Longtime community advocate Robert Tambuzi has fought for representation, equity and justice for San Diego’s Black residents throughout most of his life.
Recently, he found himself in one of his greatest battles — a fight against cancer.
Last year, he was diagnosed with stage 3 lung cancer. He has since completed several chemotherapy and radiation treatments, he said, and it’s possible the cancer is gone. But he’s still awaiting further results.
On a recent Monday, he sat next to a bookcase inside his Skyline Hills home in southeastern San Diego. The shelves were filled with just a few of the dozen awards he has received over the years for advocating for social justice. There also were picture frames with photographs of some of his 16 grandchildren.
Tambuzi, 68, is slowly regaining his strength in the wake of the treatments. Still, that hasn’t stopped him from contributing to local organizations that fight on behalf of San Diego’s under-served communities.
He has a deep conviction for standing up against injustice — something that becomes obvious when he talks about racial disparities in education and the health care system.
“It’s a heavy lift … but why else would God put us on this planet if it wasn’t to make the world better for people and to be a voice for the voiceless,” Tambuzi said.

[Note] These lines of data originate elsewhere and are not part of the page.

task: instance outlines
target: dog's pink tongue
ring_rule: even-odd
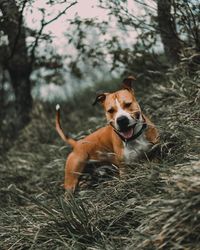
[[[120,133],[125,139],[129,139],[132,137],[133,135],[133,128],[130,128],[128,131],[126,132],[121,132]]]

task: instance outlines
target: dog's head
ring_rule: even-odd
[[[101,103],[108,123],[120,133],[123,139],[130,139],[144,123],[140,106],[136,101],[132,82],[134,77],[124,79],[122,89],[114,93],[99,94],[94,105]]]

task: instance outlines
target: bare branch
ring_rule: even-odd
[[[56,21],[56,20],[57,20],[59,17],[61,17],[62,15],[64,15],[64,14],[66,13],[66,11],[67,11],[69,8],[71,8],[73,5],[75,5],[75,4],[77,4],[77,1],[71,3],[71,4],[70,4],[69,6],[67,6],[63,11],[61,11],[58,15],[56,15],[54,18],[52,18],[51,20],[49,20],[49,21],[47,21],[47,22],[44,21],[44,20],[45,20],[45,15],[44,15],[44,13],[43,13],[43,18],[42,18],[42,22],[41,22],[41,27],[40,27],[40,30],[39,30],[39,32],[38,32],[38,34],[37,34],[37,37],[36,37],[36,39],[35,39],[35,42],[34,42],[34,44],[33,44],[32,50],[31,50],[31,56],[30,56],[30,57],[31,57],[31,59],[30,59],[30,64],[31,64],[31,66],[33,65],[33,62],[34,62],[34,60],[35,60],[35,50],[36,50],[36,48],[37,48],[37,46],[38,46],[38,42],[39,42],[39,39],[41,38],[41,35],[42,35],[42,32],[43,32],[44,28],[45,28],[47,25],[49,25],[50,23]]]

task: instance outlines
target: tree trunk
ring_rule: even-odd
[[[5,67],[10,74],[15,94],[16,129],[18,130],[28,123],[32,108],[31,65],[28,60],[22,14],[19,12],[16,2],[0,0],[0,10],[3,14],[3,31],[9,41]]]
[[[179,62],[181,43],[171,14],[172,0],[157,0],[158,27],[164,51],[171,64]]]

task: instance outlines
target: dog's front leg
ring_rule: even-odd
[[[78,185],[80,174],[84,170],[86,160],[86,157],[80,157],[74,152],[68,156],[65,165],[65,190],[74,193]]]

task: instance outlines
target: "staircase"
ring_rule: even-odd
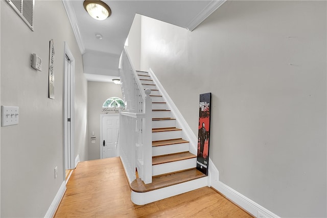
[[[196,169],[196,155],[190,152],[190,143],[183,130],[147,72],[136,71],[152,100],[152,182],[136,178],[131,183],[132,201],[144,205],[207,185],[205,175]]]

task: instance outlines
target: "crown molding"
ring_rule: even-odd
[[[193,31],[203,20],[206,19],[214,11],[221,6],[227,0],[213,0],[186,26],[188,30]]]
[[[82,41],[81,32],[80,32],[80,29],[78,27],[75,12],[73,9],[73,6],[72,6],[72,1],[71,1],[62,0],[62,3],[65,7],[65,10],[66,10],[66,13],[68,16],[68,19],[69,20],[69,22],[71,23],[73,32],[74,32],[75,38],[76,38],[76,41],[77,41],[78,47],[80,49],[81,53],[83,54],[85,52],[85,47],[84,47],[84,44],[83,44],[83,41]]]

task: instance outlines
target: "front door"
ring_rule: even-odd
[[[101,158],[116,157],[119,131],[119,116],[101,116]]]

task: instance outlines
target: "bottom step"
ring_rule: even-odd
[[[153,178],[152,181],[154,180],[155,178]],[[145,185],[151,185],[151,184]],[[144,205],[165,198],[193,191],[207,185],[208,177],[203,175],[203,177],[200,177],[198,179],[178,183],[175,185],[153,189],[152,191],[136,192],[132,190],[131,192],[131,200],[135,204]]]
[[[154,176],[152,178],[152,182],[150,184],[144,184],[140,178],[138,178],[132,182],[131,188],[137,192],[145,192],[205,176],[205,174],[196,168],[193,168],[178,172]]]

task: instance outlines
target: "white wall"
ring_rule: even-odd
[[[126,47],[128,55],[135,70],[141,69],[141,15],[135,14],[128,33],[128,46]]]
[[[326,217],[325,1],[227,1],[193,32],[143,17],[151,67],[197,135],[212,93],[220,180],[282,217]]]
[[[61,1],[35,1],[34,32],[1,2],[1,104],[19,107],[19,124],[1,129],[1,216],[43,217],[64,180],[64,41],[76,61],[75,155],[81,160],[87,158],[87,87],[82,56]],[[55,50],[54,100],[48,98],[51,39]],[[42,59],[41,72],[31,67],[32,53]]]
[[[88,159],[100,159],[100,114],[104,102],[110,97],[123,99],[122,89],[120,85],[113,83],[100,82],[87,82],[87,122],[88,125]],[[110,114],[118,113],[110,112]],[[92,132],[95,135],[92,135]],[[96,137],[95,143],[91,143],[91,137]]]

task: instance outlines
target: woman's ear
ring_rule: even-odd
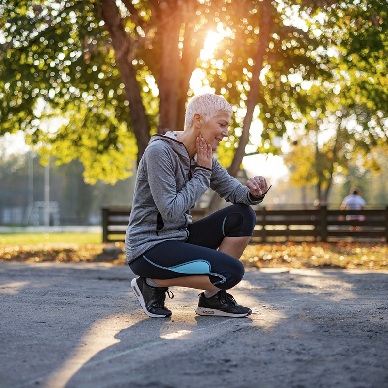
[[[199,113],[196,113],[193,117],[193,123],[197,128],[200,128],[203,120]]]

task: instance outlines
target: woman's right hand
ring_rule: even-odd
[[[211,169],[213,150],[210,144],[200,135],[197,137],[197,164]]]

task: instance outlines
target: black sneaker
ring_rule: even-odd
[[[226,293],[225,290],[221,290],[211,298],[205,298],[203,292],[199,294],[199,301],[195,312],[199,315],[246,317],[252,314],[252,310],[238,305],[230,294]]]
[[[171,316],[171,311],[164,307],[168,287],[152,287],[147,284],[146,278],[142,277],[132,279],[130,285],[147,315],[155,318]],[[172,296],[170,294],[168,296],[172,299],[174,295],[172,292],[170,293]]]

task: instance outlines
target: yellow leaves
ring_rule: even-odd
[[[388,269],[388,246],[366,243],[283,243],[250,245],[241,259],[247,267]]]

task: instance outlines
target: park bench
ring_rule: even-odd
[[[103,242],[124,241],[130,209],[104,208],[102,210]],[[252,242],[346,239],[388,242],[388,207],[357,211],[328,209],[325,206],[292,209],[262,207],[255,212]],[[206,209],[194,208],[191,213],[194,222],[204,217]],[[360,219],[352,219],[355,215]]]

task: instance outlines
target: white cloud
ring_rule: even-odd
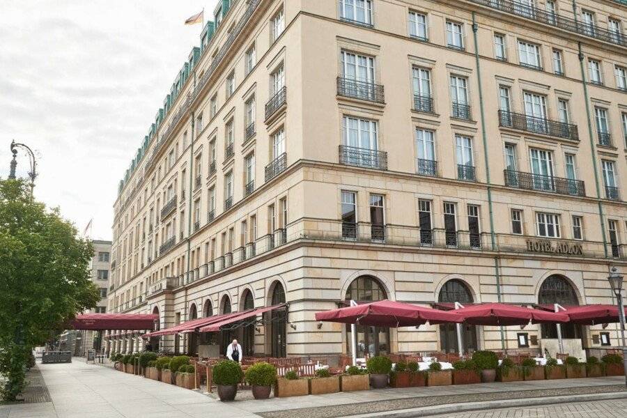
[[[26,144],[37,199],[110,239],[118,182],[199,43],[183,22],[217,1],[0,0],[0,175],[11,140]]]

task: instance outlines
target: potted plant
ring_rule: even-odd
[[[481,382],[488,383],[496,380],[496,369],[499,366],[499,357],[492,351],[475,351],[472,353],[472,361],[481,371]]]
[[[370,389],[370,380],[365,370],[357,366],[350,366],[346,372],[340,376],[340,390],[341,392],[355,392],[357,390],[368,390]]]
[[[586,362],[586,376],[589,378],[601,378],[605,376],[603,364],[594,356],[589,357]]]
[[[302,396],[309,394],[309,380],[301,379],[293,370],[274,382],[274,396],[277,398]]]
[[[411,387],[422,387],[426,386],[426,373],[418,369],[418,363],[410,362],[407,364],[410,372],[410,386]]]
[[[213,381],[217,385],[220,401],[233,401],[238,394],[238,384],[244,374],[240,364],[233,360],[222,360],[213,366]]]
[[[522,378],[525,380],[543,380],[544,368],[538,366],[536,360],[531,358],[522,360]]]
[[[366,362],[370,373],[370,385],[374,389],[383,389],[387,386],[387,377],[392,371],[392,360],[382,355],[376,355]]]
[[[252,394],[255,399],[270,398],[272,385],[277,381],[277,368],[263,362],[255,363],[247,370],[245,380],[252,386]]]
[[[606,354],[601,357],[607,376],[621,376],[625,374],[623,357],[618,354]]]
[[[453,385],[481,383],[481,375],[472,360],[459,360],[453,364]]]
[[[509,357],[501,362],[497,376],[501,382],[520,382],[523,379],[522,371]]]
[[[405,362],[398,362],[389,375],[389,385],[392,387],[409,387],[410,374]]]
[[[448,386],[453,384],[453,374],[450,370],[442,370],[442,364],[433,362],[429,364],[427,373],[427,386]]]
[[[339,392],[339,376],[331,376],[328,369],[318,369],[316,376],[309,379],[309,394],[334,394]]]
[[[580,364],[579,359],[568,356],[566,359],[566,378],[568,379],[580,379],[586,377],[586,365]]]
[[[558,364],[557,360],[553,357],[549,357],[546,359],[546,365],[544,366],[544,374],[548,380],[566,379],[566,367]]]

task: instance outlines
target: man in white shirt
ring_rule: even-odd
[[[229,344],[226,348],[226,358],[233,362],[242,362],[242,357],[244,357],[242,351],[242,346],[238,343],[238,340],[233,340],[233,343]]]

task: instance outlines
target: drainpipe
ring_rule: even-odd
[[[490,162],[488,159],[488,134],[486,132],[486,114],[483,109],[483,91],[481,86],[481,67],[479,63],[479,40],[477,39],[477,31],[479,25],[477,23],[474,12],[472,13],[472,38],[474,41],[474,62],[477,67],[477,84],[479,95],[479,113],[481,122],[481,140],[483,144],[483,161],[486,164],[486,183],[488,185],[488,206],[490,210],[490,238],[492,245],[492,251],[497,251],[496,245],[496,237],[494,233],[494,212],[492,204],[492,182],[490,180]],[[501,278],[499,274],[499,257],[494,258],[495,277],[496,279],[497,300],[502,301],[501,297]],[[503,327],[500,327],[501,332],[501,348],[505,350],[505,333]]]
[[[603,240],[603,251],[605,258],[607,258],[607,242],[605,237],[605,222],[603,220],[603,208],[601,205],[601,185],[598,183],[598,168],[596,164],[596,148],[594,147],[594,134],[592,130],[592,115],[590,113],[590,98],[588,95],[588,84],[586,83],[586,71],[584,68],[584,54],[581,49],[581,42],[578,43],[579,47],[579,68],[581,70],[581,84],[584,89],[584,99],[585,100],[586,117],[588,123],[588,137],[590,140],[590,151],[592,155],[592,169],[594,171],[594,185],[596,188],[596,203],[598,206],[598,220],[601,222],[601,236]]]

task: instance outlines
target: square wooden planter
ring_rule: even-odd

With his health improving, Tambuzi is now shifting his focus to projects that address lack of access to healthy foods in neighborhoods in southeastern San Diego and pressing for policy issues that positively impact Black residents.
“Many of the issues that we started off fighting 30, 40, 50 years ago are still disproportionately affecting our communities,” he said. “It doesn’t mean that we lost, it just means that we have to continue to push the needle and movement forward.”
The oldest of seven children, Tambuzi was born in Illinois. He lived there until his father returned from serving in the Korean war, and the family relocated to southeastern San Diego.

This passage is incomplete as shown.